淳の母親が帰ってしまってから、約三時間が経とうとしていた―\r
七星や、病院に駆け付けた、店の従業員達と、会話をする事も無く、五分おき位に、白い壁に掛った時計に目をやるだけだった―\r
ICUの扉は、ピシャっと閉まったまま、開く事は無かった。
病院の中で、使えない携帯電話を見た時、麗華と茉莉子に電話しなくては!と思い立った。
私は、入口付近の受付の前に、公衆電話が三台程、据え付けて有った事を思い出した。
先ずは、麗華へ―\r
呼び出し音は鳴らなかった。直ぐに留守番電話に切り変わった。
私は、麗華の留守番電話に、七星から電話が有って、淳が事故で入院したと、用件だけを録音した。
コールを一度もせずに、留守番電話に切り変わった事で、まだ、麗華が、フライトから戻って居ないのだ―と察した。
次は、茉莉子に―\r
四回呼び出し音が鳴り、「はい、香里?」
と何も知らない、茉莉子の陽気な声が受話器の向こうから、聞こえた。
「うん、今、大丈夫?」
「うん、家だから。どうしたの?」
「淳がね・・・、今朝、事故に遭って・・・。トラックにはねられたのよ・・・。」
私は、言葉を詰まらせながら、何とか、そう一言、茉莉子に言い終えた―\r
「え・・・?淳が事故・・・?」
私と同様、茉莉子も、パニックになっていた。
「うん・・・。今朝ね、淳の彼女から電話貰って・・・。ほら、知ってるでしょ?いつか、クラブで逢った、七星って子。」
「今、香里は、どこに居るの?病院?家?」
「病院・・・。淳は、集中治療室に入ってて・・・。まだ、私は顔を見て無いんだけど。淳のお母さんも来てたんだけど、さっき、帰ったの。」
「じゃあ、淳は大丈夫なのね?」
実の母親が帰ったと聞いて、茉莉子は、淳の容態は落ち着いて居るのだと、思った様だった。
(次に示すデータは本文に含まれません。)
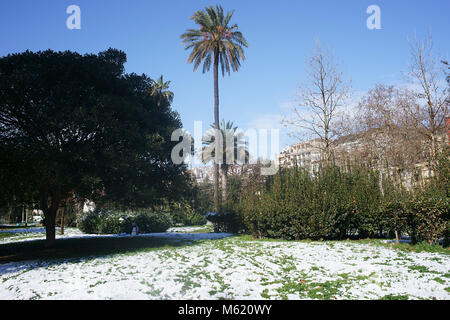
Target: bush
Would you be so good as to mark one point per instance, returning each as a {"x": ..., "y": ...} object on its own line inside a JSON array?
[
  {"x": 149, "y": 221},
  {"x": 333, "y": 204},
  {"x": 227, "y": 220},
  {"x": 117, "y": 222},
  {"x": 187, "y": 217},
  {"x": 89, "y": 222}
]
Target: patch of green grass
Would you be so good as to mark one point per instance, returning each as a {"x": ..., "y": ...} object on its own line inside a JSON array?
[
  {"x": 439, "y": 280},
  {"x": 395, "y": 297},
  {"x": 85, "y": 248}
]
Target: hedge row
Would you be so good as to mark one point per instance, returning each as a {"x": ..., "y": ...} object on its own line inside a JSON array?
[
  {"x": 118, "y": 222},
  {"x": 338, "y": 204}
]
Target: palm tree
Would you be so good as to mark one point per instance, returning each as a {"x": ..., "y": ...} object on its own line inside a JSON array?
[
  {"x": 217, "y": 43},
  {"x": 160, "y": 89},
  {"x": 232, "y": 153}
]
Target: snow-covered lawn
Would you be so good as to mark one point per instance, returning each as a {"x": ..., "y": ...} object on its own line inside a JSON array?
[{"x": 223, "y": 266}]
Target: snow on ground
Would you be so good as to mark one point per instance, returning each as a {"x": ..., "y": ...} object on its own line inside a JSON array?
[{"x": 235, "y": 268}]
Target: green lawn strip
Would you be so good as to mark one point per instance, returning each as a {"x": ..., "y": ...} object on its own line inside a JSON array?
[
  {"x": 84, "y": 247},
  {"x": 404, "y": 247}
]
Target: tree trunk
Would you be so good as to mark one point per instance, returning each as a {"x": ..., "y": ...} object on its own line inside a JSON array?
[
  {"x": 216, "y": 123},
  {"x": 397, "y": 237},
  {"x": 50, "y": 224},
  {"x": 224, "y": 182},
  {"x": 62, "y": 220}
]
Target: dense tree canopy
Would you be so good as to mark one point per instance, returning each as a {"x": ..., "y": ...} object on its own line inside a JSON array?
[{"x": 74, "y": 124}]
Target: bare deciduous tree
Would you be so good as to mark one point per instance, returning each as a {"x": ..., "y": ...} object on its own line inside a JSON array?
[
  {"x": 320, "y": 98},
  {"x": 425, "y": 71}
]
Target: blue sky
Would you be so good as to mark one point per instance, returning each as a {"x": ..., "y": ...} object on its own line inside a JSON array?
[{"x": 281, "y": 35}]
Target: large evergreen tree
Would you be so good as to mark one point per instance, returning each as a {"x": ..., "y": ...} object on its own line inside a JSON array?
[{"x": 77, "y": 124}]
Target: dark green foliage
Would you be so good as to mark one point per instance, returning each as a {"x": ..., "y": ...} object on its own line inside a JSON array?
[
  {"x": 77, "y": 124},
  {"x": 187, "y": 217},
  {"x": 227, "y": 220},
  {"x": 330, "y": 205},
  {"x": 118, "y": 222},
  {"x": 339, "y": 204}
]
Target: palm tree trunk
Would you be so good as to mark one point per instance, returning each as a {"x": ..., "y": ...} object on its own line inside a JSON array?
[
  {"x": 224, "y": 182},
  {"x": 216, "y": 123}
]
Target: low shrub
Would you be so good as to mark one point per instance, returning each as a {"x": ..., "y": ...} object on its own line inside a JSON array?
[{"x": 117, "y": 222}]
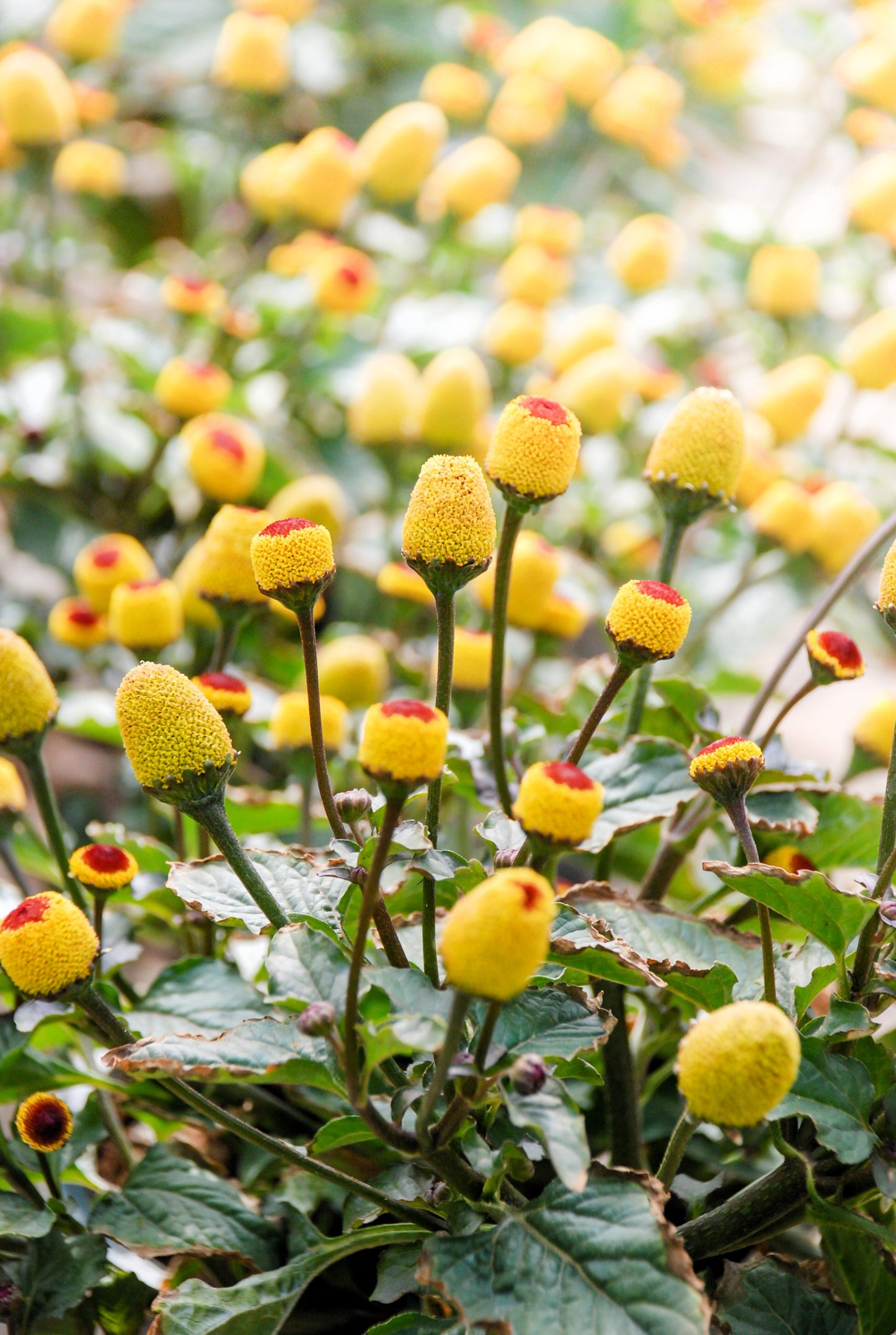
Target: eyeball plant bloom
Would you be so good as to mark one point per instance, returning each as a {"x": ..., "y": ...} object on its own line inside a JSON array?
[
  {"x": 497, "y": 934},
  {"x": 45, "y": 1123},
  {"x": 404, "y": 743},
  {"x": 533, "y": 451},
  {"x": 47, "y": 946},
  {"x": 737, "y": 1063},
  {"x": 559, "y": 803}
]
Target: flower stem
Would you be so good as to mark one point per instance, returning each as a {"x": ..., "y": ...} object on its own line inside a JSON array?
[
  {"x": 512, "y": 522},
  {"x": 313, "y": 688}
]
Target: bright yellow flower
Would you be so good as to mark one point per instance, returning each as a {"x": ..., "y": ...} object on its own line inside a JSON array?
[
  {"x": 103, "y": 867},
  {"x": 291, "y": 724},
  {"x": 404, "y": 743},
  {"x": 559, "y": 803},
  {"x": 47, "y": 946},
  {"x": 169, "y": 728},
  {"x": 701, "y": 446},
  {"x": 497, "y": 934}
]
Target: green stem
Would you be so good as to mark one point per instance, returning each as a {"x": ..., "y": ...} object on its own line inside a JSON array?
[
  {"x": 313, "y": 688},
  {"x": 512, "y": 524}
]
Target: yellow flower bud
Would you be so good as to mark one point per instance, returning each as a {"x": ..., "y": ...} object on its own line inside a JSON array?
[
  {"x": 45, "y": 1123},
  {"x": 463, "y": 94},
  {"x": 291, "y": 722},
  {"x": 559, "y": 803},
  {"x": 146, "y": 614},
  {"x": 515, "y": 333},
  {"x": 791, "y": 394},
  {"x": 647, "y": 252},
  {"x": 91, "y": 169},
  {"x": 171, "y": 734},
  {"x": 497, "y": 934},
  {"x": 868, "y": 352},
  {"x": 253, "y": 53},
  {"x": 396, "y": 155},
  {"x": 344, "y": 280},
  {"x": 456, "y": 394},
  {"x": 737, "y": 1063},
  {"x": 450, "y": 520},
  {"x": 701, "y": 446},
  {"x": 86, "y": 30},
  {"x": 228, "y": 693},
  {"x": 404, "y": 743},
  {"x": 843, "y": 521},
  {"x": 648, "y": 621},
  {"x": 37, "y": 102},
  {"x": 226, "y": 566},
  {"x": 47, "y": 946},
  {"x": 103, "y": 867},
  {"x": 784, "y": 281},
  {"x": 189, "y": 389},
  {"x": 531, "y": 274},
  {"x": 29, "y": 700},
  {"x": 354, "y": 669},
  {"x": 534, "y": 449},
  {"x": 109, "y": 561}
]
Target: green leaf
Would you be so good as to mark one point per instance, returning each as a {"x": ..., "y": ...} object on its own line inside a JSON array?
[
  {"x": 644, "y": 781},
  {"x": 838, "y": 1094},
  {"x": 772, "y": 1298},
  {"x": 306, "y": 896},
  {"x": 603, "y": 1262},
  {"x": 560, "y": 1124},
  {"x": 169, "y": 1205},
  {"x": 807, "y": 899},
  {"x": 197, "y": 996},
  {"x": 864, "y": 1274},
  {"x": 257, "y": 1050},
  {"x": 261, "y": 1305}
]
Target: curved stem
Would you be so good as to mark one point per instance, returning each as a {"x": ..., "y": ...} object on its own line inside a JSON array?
[
  {"x": 512, "y": 524},
  {"x": 313, "y": 688}
]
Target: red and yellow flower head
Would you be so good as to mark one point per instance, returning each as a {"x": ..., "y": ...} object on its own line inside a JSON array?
[{"x": 47, "y": 946}]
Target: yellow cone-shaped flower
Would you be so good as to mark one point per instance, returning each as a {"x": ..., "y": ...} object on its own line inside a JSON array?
[
  {"x": 47, "y": 946},
  {"x": 170, "y": 730},
  {"x": 701, "y": 446},
  {"x": 497, "y": 935},
  {"x": 404, "y": 743},
  {"x": 737, "y": 1063},
  {"x": 534, "y": 449}
]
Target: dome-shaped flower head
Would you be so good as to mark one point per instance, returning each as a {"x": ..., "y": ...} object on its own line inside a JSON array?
[
  {"x": 728, "y": 768},
  {"x": 226, "y": 566},
  {"x": 146, "y": 614},
  {"x": 45, "y": 1122},
  {"x": 224, "y": 456},
  {"x": 533, "y": 450},
  {"x": 47, "y": 946},
  {"x": 293, "y": 561},
  {"x": 701, "y": 446},
  {"x": 404, "y": 741},
  {"x": 648, "y": 621},
  {"x": 291, "y": 722},
  {"x": 497, "y": 935},
  {"x": 449, "y": 530},
  {"x": 29, "y": 700},
  {"x": 559, "y": 803},
  {"x": 109, "y": 561},
  {"x": 103, "y": 867},
  {"x": 76, "y": 623},
  {"x": 172, "y": 736},
  {"x": 228, "y": 693},
  {"x": 833, "y": 657},
  {"x": 737, "y": 1063}
]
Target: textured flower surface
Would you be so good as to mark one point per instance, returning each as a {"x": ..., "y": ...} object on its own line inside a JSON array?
[{"x": 737, "y": 1063}]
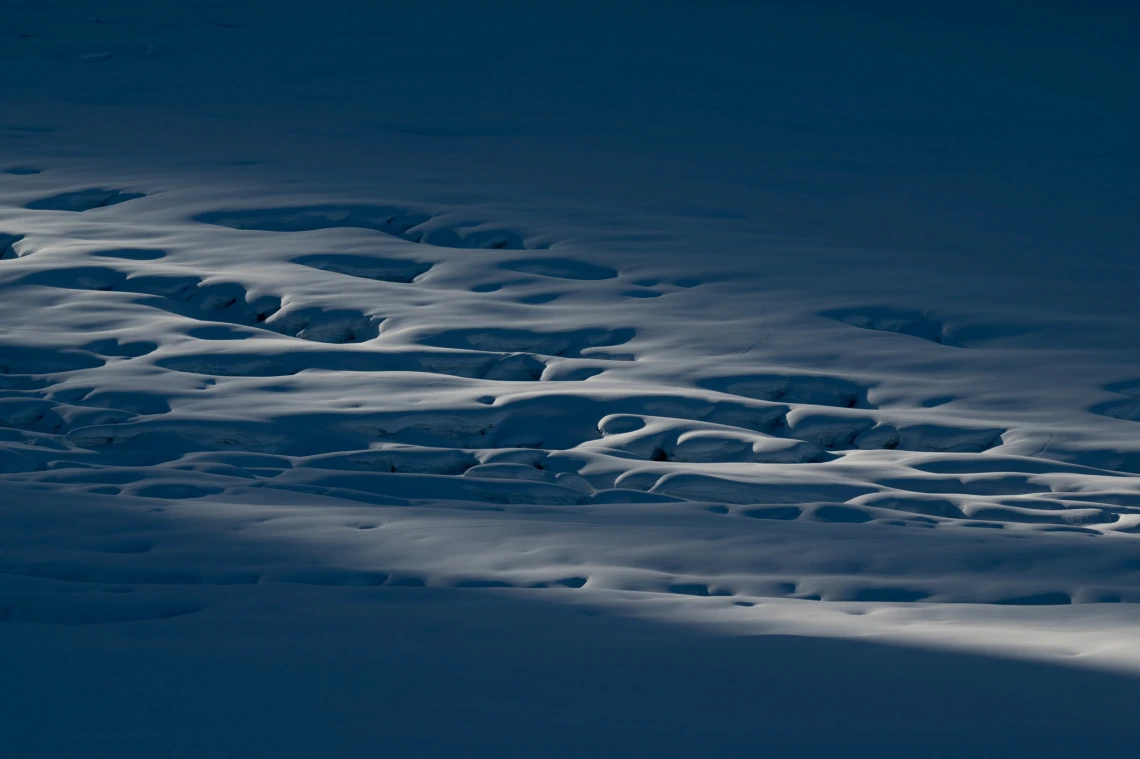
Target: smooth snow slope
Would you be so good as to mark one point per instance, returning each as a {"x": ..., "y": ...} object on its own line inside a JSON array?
[{"x": 563, "y": 378}]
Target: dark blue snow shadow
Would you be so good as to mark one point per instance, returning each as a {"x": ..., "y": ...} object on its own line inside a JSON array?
[{"x": 423, "y": 670}]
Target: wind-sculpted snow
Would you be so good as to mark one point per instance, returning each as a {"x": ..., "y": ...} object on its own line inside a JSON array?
[
  {"x": 571, "y": 380},
  {"x": 498, "y": 413}
]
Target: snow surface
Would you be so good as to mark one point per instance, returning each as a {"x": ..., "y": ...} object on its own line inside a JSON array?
[{"x": 569, "y": 378}]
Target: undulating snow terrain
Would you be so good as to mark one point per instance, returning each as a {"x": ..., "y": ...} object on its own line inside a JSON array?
[{"x": 571, "y": 378}]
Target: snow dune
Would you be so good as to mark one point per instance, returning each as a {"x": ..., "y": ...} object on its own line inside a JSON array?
[{"x": 714, "y": 377}]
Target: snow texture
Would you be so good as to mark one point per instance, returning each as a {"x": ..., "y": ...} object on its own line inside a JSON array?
[{"x": 571, "y": 378}]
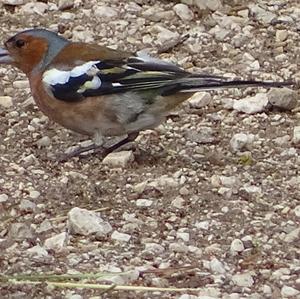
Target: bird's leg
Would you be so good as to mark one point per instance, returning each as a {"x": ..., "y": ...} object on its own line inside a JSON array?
[
  {"x": 131, "y": 137},
  {"x": 97, "y": 147}
]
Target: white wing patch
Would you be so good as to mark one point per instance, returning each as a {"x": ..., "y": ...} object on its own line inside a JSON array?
[
  {"x": 55, "y": 76},
  {"x": 93, "y": 84}
]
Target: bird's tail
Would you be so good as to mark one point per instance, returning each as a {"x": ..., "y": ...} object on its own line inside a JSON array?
[{"x": 194, "y": 83}]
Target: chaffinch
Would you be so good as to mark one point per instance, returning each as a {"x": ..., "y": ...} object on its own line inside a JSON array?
[{"x": 100, "y": 92}]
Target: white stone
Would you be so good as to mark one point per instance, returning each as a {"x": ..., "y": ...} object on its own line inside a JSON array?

「ううん・・・、内蔵の損傷が酷くて、今は、予断を許さない状態なの。意識も無いみたいだし・・・。」
「じゃあ、どうして、おばさん帰っちゃったの?危篤って事でしょ?淳は。」
「うん・・・。それは、色々有って・・・。私、一人じゃ不安だし、落ち着かなくて・・・。茉莉子、急だけど、今から病院へ来れない?」
「大丈夫だけど・・・。淳の事も気になるし。病院、どこ?」
茉莉子が、来てくれると聞いて、私は、何故か少し、心が軽くなった気がした―\r
淳の母親から聞いた話も、自分だけの胸に秘めて置くのは、辛かった―\r
恵比寿の大学病院と告げて、駅から近くだから、直ぐ分かると、茉莉子に言い、私は受話器を置いた。